On commence avec trois mélodies de Reynaldo Hahn, où l’on apprécie d’emblée le piano retenu de Julius Drake, musicien parmi les meilleurs accompagnateurs actuels pour ce type de récital. La couleur de timbre est sombre, plutôt située entre alto et mezzo-soprano, et le français de qualité, même si l’on ne comprend pas toujours l’ensemble du texte. La voix sait se faire puissante mais peut aussi s’alléger, comme pour le subtil dernier extrait « L’Heure exquise ». Les six mélodies d’Hedwige Chrétien qui suivent sont peu connues mais de belles pièces, à la fois pour le piano et la voix, de durées assez variables. La musique caractérise au mieux ces « petits Poèmes du bord de l’eau », comme le cinquième « L’Ondine » où l’on se figure sans peine une nage à vive allure dans l’eau.
On passe ensuite à la langue maternelle de la chanteuse écossaise, pour le cycle de cinq mélodies « Sea Pictures » d’Edward Elgar. Le premier numéro « Sea Slumber Song » (« berceuse de la mer ») est particulièrement long et la chanteuse puise dans ses graves profonds. Les mélodies alternent ensuite entre tempi rapides et lents, le troisième « Sabbath Morning et Sea » appelant engagement et aigus de grande ampleur, comme un air d’opéra. On gagne en clarté de prononciation avec l’anglais et la voix de Beth Taylor peut rappeler par moments celle de Kathleen Ferrier, par certaines sonorités androgynes, ainsi qu’un vibrato assez serré.

« Frauenliebe und -leben » de Robert Schumann, est certainement le mieux connu du programme, chanté dans un excellent allemand. Il est tout de même dommage d’avoir placé un entracte juste avant ce cycle, surtout que la voix de Beth Taylor, comme en première partie rencontre un soupçon de velléité de petit accroc, très légère fragilité qui disparaît rapidement une fois l’instrument chauffé. Le pianiste enchaîne avec bonheur les numéros successifs comme un tout, alternant là encore entre passages rapides et ralentis. La mezzo montre par instants ses qualités de souplesse vocale, nous l’avions entendue pour notre part dans La Cenerentola de Rossini, rôle-titre très sollicité en agilité. Le dernier lied « Nun hast du mir den ersten Schmerz getan » est particulièrement doloriste et réussi, entre certains sons fixes de la chanteuse et le piano d’une très grande profondeur de jeu au final.

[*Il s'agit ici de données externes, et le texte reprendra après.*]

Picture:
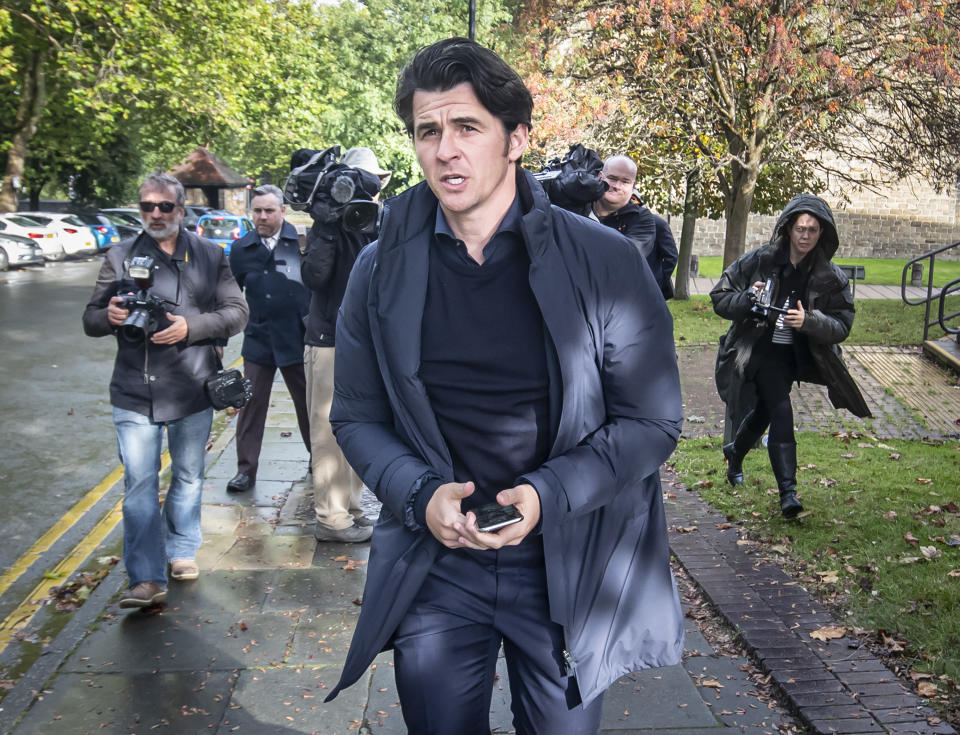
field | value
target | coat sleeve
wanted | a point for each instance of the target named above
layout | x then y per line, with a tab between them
361	416
230	314
319	258
832	318
731	294
641	402
95	323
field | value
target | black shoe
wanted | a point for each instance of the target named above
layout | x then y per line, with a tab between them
734	464
783	461
240	483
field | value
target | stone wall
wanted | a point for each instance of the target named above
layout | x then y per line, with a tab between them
902	221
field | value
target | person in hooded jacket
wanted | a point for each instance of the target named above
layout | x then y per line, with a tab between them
766	350
492	348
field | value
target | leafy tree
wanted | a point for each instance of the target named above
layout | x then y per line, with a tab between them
760	90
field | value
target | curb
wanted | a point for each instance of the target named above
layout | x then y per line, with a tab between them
836	686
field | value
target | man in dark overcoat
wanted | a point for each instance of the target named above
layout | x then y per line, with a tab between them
494	349
266	264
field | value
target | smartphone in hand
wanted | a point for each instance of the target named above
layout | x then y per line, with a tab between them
493	516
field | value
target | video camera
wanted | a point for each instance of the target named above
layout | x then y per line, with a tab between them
148	313
762	298
332	190
572	182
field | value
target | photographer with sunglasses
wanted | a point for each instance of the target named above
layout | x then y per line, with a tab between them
158	380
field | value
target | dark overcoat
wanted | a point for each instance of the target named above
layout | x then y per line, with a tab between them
829	316
273	286
615	414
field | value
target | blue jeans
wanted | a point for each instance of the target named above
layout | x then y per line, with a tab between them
152	534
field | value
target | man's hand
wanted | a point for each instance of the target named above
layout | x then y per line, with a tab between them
116	314
176	332
795	317
527	501
443	512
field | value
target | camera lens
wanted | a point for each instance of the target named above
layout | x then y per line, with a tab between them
136	327
361	216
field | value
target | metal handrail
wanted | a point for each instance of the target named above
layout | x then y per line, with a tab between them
948	289
931	256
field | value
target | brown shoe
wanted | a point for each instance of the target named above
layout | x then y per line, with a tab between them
184	569
144	594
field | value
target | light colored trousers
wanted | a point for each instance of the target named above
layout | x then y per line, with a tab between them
336	487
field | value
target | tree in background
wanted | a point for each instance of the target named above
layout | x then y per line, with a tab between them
760	91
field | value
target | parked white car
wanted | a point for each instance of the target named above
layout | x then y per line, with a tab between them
76	237
16	252
46	237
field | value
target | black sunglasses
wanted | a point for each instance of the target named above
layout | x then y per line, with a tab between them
165	207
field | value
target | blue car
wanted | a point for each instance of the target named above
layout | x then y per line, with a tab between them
103	229
223	228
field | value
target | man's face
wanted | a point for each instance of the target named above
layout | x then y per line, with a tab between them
804	236
466	155
160	225
267	214
620	179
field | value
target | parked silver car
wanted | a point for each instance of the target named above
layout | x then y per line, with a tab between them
16	251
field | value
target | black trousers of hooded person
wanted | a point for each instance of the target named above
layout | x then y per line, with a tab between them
772	370
446	648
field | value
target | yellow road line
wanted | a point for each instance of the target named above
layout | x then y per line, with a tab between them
21	617
42	544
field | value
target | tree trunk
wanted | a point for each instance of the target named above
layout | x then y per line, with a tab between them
744	183
691	210
32	101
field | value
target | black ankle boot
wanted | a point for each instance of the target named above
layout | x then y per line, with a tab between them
735	451
783	460
734	463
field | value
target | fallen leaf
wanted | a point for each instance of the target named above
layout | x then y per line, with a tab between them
927	689
828	632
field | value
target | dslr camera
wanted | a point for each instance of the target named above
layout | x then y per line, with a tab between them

Retour au français en fin de programme avec deux mélodies de Germaine Tailleferre et Augusta Holmès, deux airs chantés avec du mordant, du volume, un certain bagout à l’accent parisien pour le premier « La Rue Chagrin ». En bis, les artistes accordent un bis de Germaine Tailleferre, « In moments » sur un poème de Lord Byron, la voix planant avec sérénité.
I.F. & F.J. © I.F.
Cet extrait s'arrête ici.